Please, Bricker, there’s no way to paint this as “the jury is always right”. The police expert lied, the judge was pissed at having to try the case at all, and the jury sheeped it. Miscarriage of justice all around.

So based on what you’ve written above, I’m just going to assume you’ve never disagreed with the outcome of a court case. Including ones dealing with suspicious rape allegations and murdered ex-wives of famous athletes. Including any that you may have participated in, as a lawyer.

It must be great to have so much faith and confidence in the system. I wish I lived in your world.

Yup. The system to get this person in jail for a few pictures of naked bodies is working well.

You’re absolutely right about the jury being six people. My mistake.

However, that’s about all you got right. Unless you’re relying on another news source, this is what I read:

Their expert testified that from a given page, you have to physically click on it to get to it – as opposed to her testimony that it just popped up on its own. The expert did NOT testify, as you said, that typing the link was the only method to open it.

That testimony is not inherently flawed. Assuming he examined the code on the page, he could easily and correctly find that there is no scripting that would pop up the link.

Would you care to re-examine your conclusions?

Your objection is unclear to me.

“Did something inappropriate.” A powerful reason indeed for putting someone in a cage for months or years.

Sounds pretty durned close to “Burn her! She’s a witch!” to me.

You could assume that, but you’d be an idiot.

I’ve seen the jury get it wrong many times.

In every case, though, I could point to some specific reasons they got it wrong.

I didn’t see any such reasons offered here. So, I asked:

And I STILL haven’t heard a basis for that conclusion.

There are two questions in play here.

  1. Did she do the acts she’s accused of?
  2. Do those acts deserve the penalty she gets?

Your objection appears to refer to #2.

I am exploring the reasons behind people who answer ‘no’ to #1.

Isn’t that part of the issue? Didn’t some error or ruling stop the defence witness from fully explaining? From robby’s link:

I am intrigued by this statement from the story in the Hartford paper.

Sounds like the inverse of the old “got off on a technicality” routine, to me. (Give her a fair trial, and then we’ll hang her.)
(The defense witness showed up at trial with printouts of the actual logs of the events of the day, but were prevented from testifying, completely, on the objection of the prosecution that they had not been given access to those printed logs–the same logs that were on the computer hard drive in the possession of the prosecution.)

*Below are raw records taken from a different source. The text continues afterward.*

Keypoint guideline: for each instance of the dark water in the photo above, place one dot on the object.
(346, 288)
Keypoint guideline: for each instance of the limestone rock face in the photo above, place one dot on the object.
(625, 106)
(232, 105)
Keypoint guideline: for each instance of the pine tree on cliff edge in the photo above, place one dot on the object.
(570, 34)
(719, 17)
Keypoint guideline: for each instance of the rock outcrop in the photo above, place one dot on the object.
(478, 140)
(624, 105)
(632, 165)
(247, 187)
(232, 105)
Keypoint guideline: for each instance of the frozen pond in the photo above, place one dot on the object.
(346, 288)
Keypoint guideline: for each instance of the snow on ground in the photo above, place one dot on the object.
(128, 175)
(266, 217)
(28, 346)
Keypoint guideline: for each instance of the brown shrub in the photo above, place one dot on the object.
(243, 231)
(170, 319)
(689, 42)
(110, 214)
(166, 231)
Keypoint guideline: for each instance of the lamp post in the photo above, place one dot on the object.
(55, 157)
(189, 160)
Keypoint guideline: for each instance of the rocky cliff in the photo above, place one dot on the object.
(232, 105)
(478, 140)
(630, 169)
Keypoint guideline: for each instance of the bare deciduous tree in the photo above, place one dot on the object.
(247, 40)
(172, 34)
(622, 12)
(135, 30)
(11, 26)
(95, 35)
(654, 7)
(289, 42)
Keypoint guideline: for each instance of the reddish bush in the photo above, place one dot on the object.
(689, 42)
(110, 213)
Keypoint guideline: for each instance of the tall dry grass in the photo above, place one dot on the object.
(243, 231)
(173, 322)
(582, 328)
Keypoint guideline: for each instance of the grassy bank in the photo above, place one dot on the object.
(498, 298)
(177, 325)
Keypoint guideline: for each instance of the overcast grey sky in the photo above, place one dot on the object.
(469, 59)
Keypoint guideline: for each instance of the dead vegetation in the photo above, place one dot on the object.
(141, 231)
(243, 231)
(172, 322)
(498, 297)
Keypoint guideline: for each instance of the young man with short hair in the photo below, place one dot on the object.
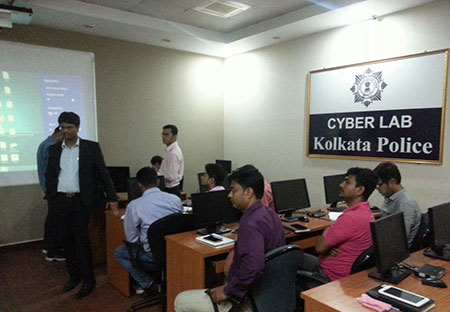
(396, 199)
(75, 168)
(260, 230)
(52, 239)
(172, 168)
(140, 214)
(213, 177)
(340, 245)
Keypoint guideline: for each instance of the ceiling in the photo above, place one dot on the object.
(175, 24)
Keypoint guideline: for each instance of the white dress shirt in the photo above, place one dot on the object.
(172, 167)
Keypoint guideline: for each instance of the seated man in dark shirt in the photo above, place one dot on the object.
(260, 230)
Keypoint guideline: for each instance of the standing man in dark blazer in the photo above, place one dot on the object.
(72, 181)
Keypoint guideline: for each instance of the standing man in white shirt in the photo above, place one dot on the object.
(172, 167)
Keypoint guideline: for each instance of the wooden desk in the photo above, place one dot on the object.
(117, 275)
(341, 295)
(186, 258)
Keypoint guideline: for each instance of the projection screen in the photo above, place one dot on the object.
(37, 84)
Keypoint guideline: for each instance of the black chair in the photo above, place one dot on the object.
(365, 260)
(422, 238)
(276, 291)
(171, 224)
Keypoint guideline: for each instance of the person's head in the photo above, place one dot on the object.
(58, 134)
(247, 187)
(213, 176)
(389, 179)
(69, 123)
(156, 162)
(169, 134)
(358, 185)
(147, 178)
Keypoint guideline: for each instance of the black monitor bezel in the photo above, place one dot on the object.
(217, 201)
(276, 195)
(440, 234)
(388, 233)
(119, 176)
(326, 185)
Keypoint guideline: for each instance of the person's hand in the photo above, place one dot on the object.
(334, 252)
(218, 294)
(114, 206)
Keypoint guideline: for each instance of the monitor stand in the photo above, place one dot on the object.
(443, 254)
(395, 276)
(214, 229)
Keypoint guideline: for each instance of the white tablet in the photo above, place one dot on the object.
(403, 296)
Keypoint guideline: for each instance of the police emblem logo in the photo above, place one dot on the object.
(368, 87)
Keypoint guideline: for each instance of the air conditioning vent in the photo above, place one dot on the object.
(222, 9)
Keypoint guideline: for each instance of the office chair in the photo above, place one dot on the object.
(171, 224)
(422, 238)
(276, 291)
(365, 260)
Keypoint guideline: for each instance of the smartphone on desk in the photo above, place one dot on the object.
(213, 238)
(298, 227)
(403, 296)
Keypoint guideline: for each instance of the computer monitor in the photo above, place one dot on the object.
(133, 189)
(119, 177)
(288, 196)
(225, 164)
(161, 183)
(439, 224)
(212, 209)
(332, 188)
(391, 247)
(202, 188)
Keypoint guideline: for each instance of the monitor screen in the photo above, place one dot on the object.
(202, 188)
(390, 246)
(161, 183)
(439, 223)
(332, 188)
(119, 176)
(225, 164)
(212, 209)
(290, 195)
(133, 189)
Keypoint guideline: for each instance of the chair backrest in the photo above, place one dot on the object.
(422, 238)
(364, 261)
(171, 224)
(275, 291)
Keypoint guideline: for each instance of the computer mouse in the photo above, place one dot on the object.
(303, 219)
(435, 282)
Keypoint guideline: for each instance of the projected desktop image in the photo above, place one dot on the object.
(211, 210)
(439, 224)
(289, 196)
(391, 248)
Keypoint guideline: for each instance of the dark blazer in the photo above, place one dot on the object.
(91, 170)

I’m also intersted in the fact that the pop-ups began at a point where the teacher had left the room. It seems a pretty nasty rush to judgment that she was the one who tripped into the pop-up nest when there were a bunch of unattended seventh-graders with access to the computer (that the school system had failed to secure). (The inadmissable printed logs had the time stamps, of course.)

It looks as much like incompetent counsel as anything else.

Here’s hoping she can appeal quickly.

Oh, I don’t know. If the judge just refused to hear the defense witness say “It’s a print out of the evidence THEY are holding” maybe the counsel has a good shot at an appeal, rather than having to remove himself as incompetent. Since IANAL, I have no clue what this does to their appeal chances.

See below…

This thread is about #2.

That may well be. However, lee’s post, above…

…is addressing point #1. As is my response, and kellym’s response to me.

If that’s the case, it is an error that undermines confidence in the result of the trial, and SHOULD be addressed on appeal.

The grounds for appealing a guilty verdict by claiming ineffective assistance of counsel involve a high bar that must be met by the appellant. She must show both that her attorney’s error fell below that objective standard required for minimally competent representation and that she was substantially prejudiced by the error. Here, for once, it looks like she might actually be able to do that.

Wait a minute. I’m certainly no attorney, and I’ve never been to law school, but I’ve seen My Cousin Vinny.

Doesn’t “discovery” only prohibit the prosecution from withholding evidence from the defense, and not the other way around?